Turkey launched operation "Olive Branch" on January 20 against the Kurdish People's Protection Units (YPG), a powerful militia that controls the Afrin region in northwest Syria and which Ankara regards as a "terror group".
On Saturday, the Britain-based Syrian Observatory for Human Rights monitoring group said the attacking forces "are now four kilometres (2.5 miles) away from the town of Afrin from the northeast, where there are intense clashes, air strikes, and artillery fire."
Rami Abel Rahman, head of the Britain-based Observatory, said the aim was to besiege Afrin, cutting it off from other areas.
Ankara says the YPG is the Syrian branch of the Kurdistan Workers' Party (PKK), which has fought a three-decade insurgency in southeast Turkey.

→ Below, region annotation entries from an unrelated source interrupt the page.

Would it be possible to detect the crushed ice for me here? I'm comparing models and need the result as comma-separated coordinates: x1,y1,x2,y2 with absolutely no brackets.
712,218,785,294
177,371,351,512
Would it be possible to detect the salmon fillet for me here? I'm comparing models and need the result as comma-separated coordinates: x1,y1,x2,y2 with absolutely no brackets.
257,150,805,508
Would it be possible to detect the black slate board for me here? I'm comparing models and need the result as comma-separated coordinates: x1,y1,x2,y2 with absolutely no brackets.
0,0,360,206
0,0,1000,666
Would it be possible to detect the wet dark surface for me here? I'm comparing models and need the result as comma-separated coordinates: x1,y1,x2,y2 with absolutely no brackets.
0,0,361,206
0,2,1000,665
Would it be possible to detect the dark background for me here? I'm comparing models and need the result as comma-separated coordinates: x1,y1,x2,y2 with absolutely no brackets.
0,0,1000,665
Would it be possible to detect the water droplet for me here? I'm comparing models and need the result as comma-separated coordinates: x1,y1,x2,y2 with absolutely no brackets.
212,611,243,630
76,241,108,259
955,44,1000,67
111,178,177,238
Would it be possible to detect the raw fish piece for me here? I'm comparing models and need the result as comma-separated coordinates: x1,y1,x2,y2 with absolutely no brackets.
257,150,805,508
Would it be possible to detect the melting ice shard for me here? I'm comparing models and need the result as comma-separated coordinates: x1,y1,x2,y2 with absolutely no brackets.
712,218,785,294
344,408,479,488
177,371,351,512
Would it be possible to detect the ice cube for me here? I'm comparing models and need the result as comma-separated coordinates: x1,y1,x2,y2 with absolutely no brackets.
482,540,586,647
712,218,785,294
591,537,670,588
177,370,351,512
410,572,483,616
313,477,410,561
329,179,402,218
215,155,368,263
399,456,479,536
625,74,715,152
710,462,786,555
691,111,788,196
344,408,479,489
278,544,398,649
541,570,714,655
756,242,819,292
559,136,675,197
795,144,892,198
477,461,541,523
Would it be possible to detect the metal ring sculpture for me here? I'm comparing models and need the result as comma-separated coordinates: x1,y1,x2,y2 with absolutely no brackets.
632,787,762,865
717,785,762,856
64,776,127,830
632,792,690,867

"Olive Branch" initially made slow progress, but the capture on Thursday of Jandairis, a major town in the Kurdish-held enclave, has given the operation a clear shot at the central town of Afrin.
Abdel Rahman said that the advance sparked "major concerns" for tens of thousands of civilians in the town of Afrin.
Thousands of people have fled heavy shelling on the villages and towns near the Turkish border, many of them into Afrin town.
Only one route currently leads out of the town and into government-controlled zones in Syria's northern province of Aleppo.
According to the Observatory, Turkey and allied Syrian opposition factions now hold 60 percent of the Afrin region.
The monitor says at least 370 YPG fighters and 340 rebel fighters have died since the assault began.
It says more than 200 civilians have also been killed, but Turkey denies the reports and says it takes the "utmost care" to avoid civilian casualties.
Ankara says 42 Turkish soldiers have died in the fight.